Белькампо не покидал вас, он преданно ухаживал за вами. Спустя
месяц вы впали в буйное помешательство; пришлось перевести вас
в одну из отдаленных палат. Вы походили на дикого зверя... но я
не стану описывать вам это состояние, боюсь упоминать о нем,
чтобы не причинить вам вреда. Спустя еще месяц к вам внезапно
вернулась прежняя апатия, вы находились в полном оцепенении и
вот вышли из него совсем здоровым.
Пока монах это рассказывал, Шенфельд сидел на стуле,
подперев голову рукой, точно в глубоком раздумье.
-- Да,--начал он,--я прекрасно сознаю, что бываю изрядным
сумасбродом, но на меня хорошо подействовала атмосфера
сумасшедшего дома, пагубная для людей, находящихся в здравом
рассудке. Я уже начинаю разбираться в себе самом, а это, право
же, неплохой признак. Если я вообще существую лишь потому, что
сознаю себя самого, то стоит мне отвергнуть безрассудство, в
которое облекается мое сознание, как в шутовской наряд, -- и,
чего доброго, я сойду за солидного джентльмена... Боже мой!..
Да разве гениальный парикмахер уже сам по себе не является
форменным шутом?.. Шутовство -- это щит от безумия, и смею вас
заверить, ваше преподобие, что я даже при норд-норд-весте
прекрасно отличаю церковную колокольню от фонарного столба...
-- В таком случае, -- заметил я, -- расскажите мне
спокойно и обстоятельно, как вы меня нашли и доставили сюда,
это будет превосходным доводом в вашу пользу.

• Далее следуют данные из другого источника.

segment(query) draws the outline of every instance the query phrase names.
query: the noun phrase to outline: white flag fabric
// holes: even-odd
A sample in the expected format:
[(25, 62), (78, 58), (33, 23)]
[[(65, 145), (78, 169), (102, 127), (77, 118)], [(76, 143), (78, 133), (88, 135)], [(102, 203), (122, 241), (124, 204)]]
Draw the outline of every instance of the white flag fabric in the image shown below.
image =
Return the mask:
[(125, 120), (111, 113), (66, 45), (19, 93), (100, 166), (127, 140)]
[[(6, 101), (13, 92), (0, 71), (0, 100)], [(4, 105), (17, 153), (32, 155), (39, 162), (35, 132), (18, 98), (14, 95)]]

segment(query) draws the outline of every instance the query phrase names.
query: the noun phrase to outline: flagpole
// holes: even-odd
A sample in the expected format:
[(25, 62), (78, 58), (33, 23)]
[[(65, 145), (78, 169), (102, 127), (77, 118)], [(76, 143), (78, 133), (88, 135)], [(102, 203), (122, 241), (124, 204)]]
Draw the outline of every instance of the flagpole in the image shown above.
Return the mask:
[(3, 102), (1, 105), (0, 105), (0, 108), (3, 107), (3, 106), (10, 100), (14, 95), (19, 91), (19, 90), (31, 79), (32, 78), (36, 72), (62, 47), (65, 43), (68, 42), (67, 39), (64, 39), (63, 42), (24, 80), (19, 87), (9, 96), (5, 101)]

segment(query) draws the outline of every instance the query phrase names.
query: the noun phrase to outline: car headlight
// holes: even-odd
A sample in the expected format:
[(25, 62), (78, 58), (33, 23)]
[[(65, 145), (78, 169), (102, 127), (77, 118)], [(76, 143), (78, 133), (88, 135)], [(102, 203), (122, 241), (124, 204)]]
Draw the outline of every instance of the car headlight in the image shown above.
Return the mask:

-- Хорошо, я это сделаю, -- согласился Шенфельд, -- хотя у
наблюдающей за нами духовной особы и весьма озабоченная мина;
но позволь, брат Медард, обращаться к тебе непринужденно на
"ты", ведь ты -- мой подопечный.
После твоего ночного побега, чужеземный Художник наутро
непостижимым образом сгинул вместе со всем собранием картин.
Вначале эти события привлекли к себе всеобщее внимание, но
мало-помалу их начали забывать, ибо нахлынули новые
впечатления. Лишь когда стало известно про злодеяния в замке
барона Ф. и когда ...ский суд разослал приказы о поимке монаха
Медарда из капуцинского монастыря близ Б., вспомнили, что
Художник рассказывал в погребке всю эту историю, и тебя
признали за монаха Медарда. Хозяин гостиницы, где ты
останавливался, подтвердил, что я действительно содействовал
твоему бегству. Ко мне стали присматриваться и уже собирались
посадить меня в тюрьму. Недолго думая, я принял решение удрать
из этого города, где влачил жалкое существование, горбом
выколачивая гроши. Я задумал отправиться в Италию, страну
аббатов и образцовых причесок. По дороге туда я увидел тебя в
резиденции герцога ***. Поговаривали о твоей женитьбе на
Аврелии, о казни монаха Медарда. Видел я и этого монаха... Ну,
как бы с ним ни обошлись, настоящий Медард для меня -- это ты.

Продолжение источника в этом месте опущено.